On July 2 pilot Nick Rorison was forced to land his de Havilland DH-82A aircraft, with passenger Steve Bell on board, on mudflats after the propeller failed.
Neither of the men was seriously injured, and Mr Rorison was applauded for his response by the Whitsunday and aviation community.
The report, released last week, was unable to definitively determine why the propeller failed.
It had been believed that a bird strike may have caused the propeller to fail, as on-board video footage had shown the camera being "knocked by something flying back”.
However, the report said there was no evidence of bird strike when the footage was reviewed frame by frame.
Small parts of the propeller that were retrieved held no bird remains.
While the propeller manufacturer said a failure was indicative of an "overspeed”, this could not be confirmed as the propeller broke off over the water and most of it couldn't be retrieved.
The report stated that "the factors contributing to the propeller failure could not be determined by the timber fragments”.
It also suggested the pilot, Mr Rorison, had done well to scope out an alternative landing area once he realised the plane would not make it back to the runway at Shute Harbour.
"The pilot had a secondary plan to land on the beach at Funnel Bay,” it stated.
"This incident highlights the value of always having a consideration of landing areas available in case a forced landing is required.
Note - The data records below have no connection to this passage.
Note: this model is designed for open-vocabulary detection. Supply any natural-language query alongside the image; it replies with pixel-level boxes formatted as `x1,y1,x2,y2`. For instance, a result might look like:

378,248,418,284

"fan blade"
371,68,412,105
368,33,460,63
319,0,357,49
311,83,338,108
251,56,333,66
Alerting air traffic control as emergencies arise enables them to provide the necessary and appropriate assistance.”
While the pilot had been doing aerobatics prior to the failure, the report found the types of aerobatic manoeuvres conducted during the flight were all permitted for the aircraft.
The ATSB pointed out that commercial vintage aircraft operators should be aware of the risks associated with aircraft age and the importance of understanding the "originally-intended use of the design” before beginning their operations.
Mr Rorison did not wish to comment on the reports' findings.